One of the Wallace sons, James, born 15 March 1863, married Margaret Stewart Dowling in 1886 and settled in the Govan district of Glasgow. After bringing up a family at 16 Preston Street and 359 Thistle Street, Margaret died in 1921 at 22 Overdale Gardens, Glasgow. Three years later, on 19 July 1924, James remarried at St Chad, Everton. His bride was his cousin Isabella Dickson Taylor, daughter of James and Sarah Taylor of 20 Anfield Road. They appear to have adjusted their ages somewhat for the marriage certificate. Isabella claimed to be 39 when in truth she was over 42. James admitted to 50 but, as revealed by his birth certificate, should have been 61 years old. By the time of the 1939 register they were both content to give their true dates of birth. The register also shows that they had a son James Taylor Wallace, born in 1926.

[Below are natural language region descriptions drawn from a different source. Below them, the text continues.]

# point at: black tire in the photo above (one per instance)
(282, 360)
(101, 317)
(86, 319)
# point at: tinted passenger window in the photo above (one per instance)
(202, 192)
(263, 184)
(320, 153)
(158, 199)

In 1881 Mary and Isabella Taylor were living at 13 Douglas Street in Glasgow and Mary was still working as a grocer, but she died there on 24 December 1888 and in the next census Isabella, a dairy keeper, was sharing the house with her niece Annie Wallace. She was the second daughter of that name after an earlier Annie died aged 10 in 1868 of "Pain in the head" and "Paralysis of the right side". By 1901 Isabella and Annie had moved in with Isabella’s sister Jane Wallace at 68 Abbotsford Place and Isabella was working as a stationer shop keeper.

Click here to open a new window with a table showing the full lists of residents at each Glasgow address.

(Note that the information is taken from transcriptions rather than original images.)


Taylor brothers


This picture is a ferrotype, produced on a thin sheet of iron coated with black enamel. It was a method that became popular in the 1870's in Britain. The picture comes from the Taylor family and appears to show two brothers. Likely candidates could well be two of James and Mary's sons. The younger James would have been 24 in 1870. Perhaps it was taken at the time of his marriage to Sarah in 1871. If this is the case then James would be seated and the subordinate, standing figure might be the best man, either Alexander (born in 1848) or, much less likely, John (born in 1841). Alexander was a witness for the wedding.


The two images below come from a small pendant and are thought to be James Taylor and Sarah Dickson. If so, then that would seem to provide support for the suggestion that James is one of the two gentlemen in the large picture.